Whose ‘Vimaan’ Is It Anyway? The Legend of the Pushpak Vimana
- In History & Culture
- 06:09 AM, Aug 31, 2016
- Sandeep Koul
This is an original idea. However, it does not let my intellectual honesty rest easy if I do not acknowledge that the thought was inspired, or should I say triggered, by the work of Anand Neelakantan sir (http://anandneelakantan.com/). His books have forced me to rethink many of my fixed, ingrained notions, and look at many old stories through a new, welcome perspective.
While it may be a severe disappointment to the people in the west, we Indians do not credit the Wright brothers and Kitty Hawk as being the first successful flying machine. In fact, we insist that the technology was available in India centuries before that. The Pushpak Vimana, a flying machine, is described in the Ramayana, one of the oldest Indian holy texts.
I write this piece based on the assumption that the Ramayana is not a myth, as some say, but a faithful recording of history, as others insist. While a learned friend insists that our myths are nothing more than glorified fairy tales, and deserve no greater credulity than “the little mermaid” and other fairy tales like it; I go with the “it’s all true history” point of view for this piece. While I think aviation technology can not develop in isolation – flying machines but no mechanized road / rail / sea / river transport does seem to stretch the imagination, and might just be “flights of fancy” like flying monkeys (who can undertake space travel without need of oxygen), I feel it is much easier to get your point across if you argue logically within the framework of the other’s belief system, rather than trying to challenge the basic precepts of the belief system, in which case it becomes impossible to get your point across successfully.
However, even working on that assumption, I have come to the conclusion that the pushpak vimana was not Indian – which probably explains its absence from later holy texts like the Bhagvat Purana or the Mahabharata – it was Sri Lankan.
The logic behind this conclusion is entirely based on the Ramayana.
The first we hear of the unique flying machine is when Ravana, the king of Lanka, flies down in it from the emerald isle to abduct Sita, the wife of Lord Rama. In fact, we do not even come across one instance of its use by the good guys before Lanka is conquered. Janaka, Dashratha, Bharat et al seem to rely entirely on the non-technological terrestrial modes of transport available at the time. Even Lord Rama, and his simian cohort, do not use a vimana on their journey south. Then they use it to triumphantly fly home – spoils of war, possibly.

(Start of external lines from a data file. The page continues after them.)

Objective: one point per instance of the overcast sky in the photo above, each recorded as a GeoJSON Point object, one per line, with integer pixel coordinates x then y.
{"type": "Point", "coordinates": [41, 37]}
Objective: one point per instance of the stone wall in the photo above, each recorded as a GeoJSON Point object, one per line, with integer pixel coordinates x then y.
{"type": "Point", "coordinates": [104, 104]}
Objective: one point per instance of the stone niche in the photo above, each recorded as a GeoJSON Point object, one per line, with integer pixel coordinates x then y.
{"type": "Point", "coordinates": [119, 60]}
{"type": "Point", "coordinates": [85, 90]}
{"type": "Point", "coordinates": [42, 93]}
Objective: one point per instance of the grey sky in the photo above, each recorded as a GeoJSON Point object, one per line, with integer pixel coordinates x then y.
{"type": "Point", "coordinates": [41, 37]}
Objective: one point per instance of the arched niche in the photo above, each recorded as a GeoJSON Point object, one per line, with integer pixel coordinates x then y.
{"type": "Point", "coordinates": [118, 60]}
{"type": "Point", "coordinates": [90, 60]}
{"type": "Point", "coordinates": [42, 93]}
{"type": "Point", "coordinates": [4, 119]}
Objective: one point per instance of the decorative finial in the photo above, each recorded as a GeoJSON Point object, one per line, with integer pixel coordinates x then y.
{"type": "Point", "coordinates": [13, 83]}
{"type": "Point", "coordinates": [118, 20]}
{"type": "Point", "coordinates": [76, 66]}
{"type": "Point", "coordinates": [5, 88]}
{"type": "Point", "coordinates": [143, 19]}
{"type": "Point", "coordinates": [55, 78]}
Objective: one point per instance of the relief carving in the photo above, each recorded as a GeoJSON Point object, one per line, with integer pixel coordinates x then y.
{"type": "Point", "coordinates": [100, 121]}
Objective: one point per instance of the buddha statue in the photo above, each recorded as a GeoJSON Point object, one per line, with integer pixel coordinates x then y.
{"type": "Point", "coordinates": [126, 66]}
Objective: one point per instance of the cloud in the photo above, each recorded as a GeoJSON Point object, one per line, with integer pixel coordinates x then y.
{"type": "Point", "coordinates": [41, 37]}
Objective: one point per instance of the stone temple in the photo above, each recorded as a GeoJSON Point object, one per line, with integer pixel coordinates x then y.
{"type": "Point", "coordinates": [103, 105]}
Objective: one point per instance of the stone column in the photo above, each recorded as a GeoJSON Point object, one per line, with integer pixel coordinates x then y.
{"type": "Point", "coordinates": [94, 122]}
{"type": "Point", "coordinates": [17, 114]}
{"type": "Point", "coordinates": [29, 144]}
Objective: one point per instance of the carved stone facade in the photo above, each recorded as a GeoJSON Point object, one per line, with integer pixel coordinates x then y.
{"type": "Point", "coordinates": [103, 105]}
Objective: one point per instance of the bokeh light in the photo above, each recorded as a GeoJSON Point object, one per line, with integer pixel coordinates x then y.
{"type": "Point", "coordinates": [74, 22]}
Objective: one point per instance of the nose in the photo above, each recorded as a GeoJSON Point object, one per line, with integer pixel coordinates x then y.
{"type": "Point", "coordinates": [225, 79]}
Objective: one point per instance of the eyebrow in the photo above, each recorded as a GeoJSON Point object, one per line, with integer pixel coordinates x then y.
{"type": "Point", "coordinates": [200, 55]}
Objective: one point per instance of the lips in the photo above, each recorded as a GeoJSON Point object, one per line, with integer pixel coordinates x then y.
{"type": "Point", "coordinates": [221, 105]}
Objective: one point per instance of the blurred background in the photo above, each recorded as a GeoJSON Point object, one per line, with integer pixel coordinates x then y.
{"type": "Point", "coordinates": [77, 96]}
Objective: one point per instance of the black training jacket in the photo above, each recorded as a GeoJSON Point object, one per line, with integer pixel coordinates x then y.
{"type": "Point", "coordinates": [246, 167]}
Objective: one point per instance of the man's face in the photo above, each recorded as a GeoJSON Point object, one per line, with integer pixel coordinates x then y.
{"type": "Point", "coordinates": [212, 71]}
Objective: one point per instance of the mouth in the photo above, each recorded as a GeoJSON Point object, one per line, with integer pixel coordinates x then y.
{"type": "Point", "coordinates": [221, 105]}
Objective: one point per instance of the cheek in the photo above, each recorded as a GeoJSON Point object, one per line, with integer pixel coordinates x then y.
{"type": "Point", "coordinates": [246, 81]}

Even during the battle, when Laxman, Lord Rama’s younger brother, was comatose and struggling for his life, the fact that they had to depend on a miraculous flying monkey, referred to earlier, who by now has developed the skills needed to move mountains, to battle odds and bring the whole mountain (since he failed to recognize the plant needed to revive Laxman) instead of resorting to the much easier and more convenient option of sending Sushena, who had recommended the Sanjivani Buti in a Pushpak Vimana in the first place, seems to prove beyond a shadow of doubt that they did not have access to a flying machine till that time.
So, two options seem to present themselves – 1) We treat the Ramayana as fictionalized mythology, in which case the Wright brothers still have a just claim to fame, or 2) We treat the Ramayana as mostly accurate history, in which case the Sri Lankans seem to have reason to feel proud. In neither case can India appropriate the glory associated with the first flying machine.
Another glaring gap to me seems Ravana’s inability and unwillingness to use the Pushpak vimana in the battle. Of course, I presume that airborne warriors would have had a huge competitive advantage in a battle where, with the exception of one flying monkey, the rest of the enemy was forced to be terrestrial.
Anyway, I think I have put forth my thoughts on the matter. So what do you folks conclude? Whose vimana was it anyway?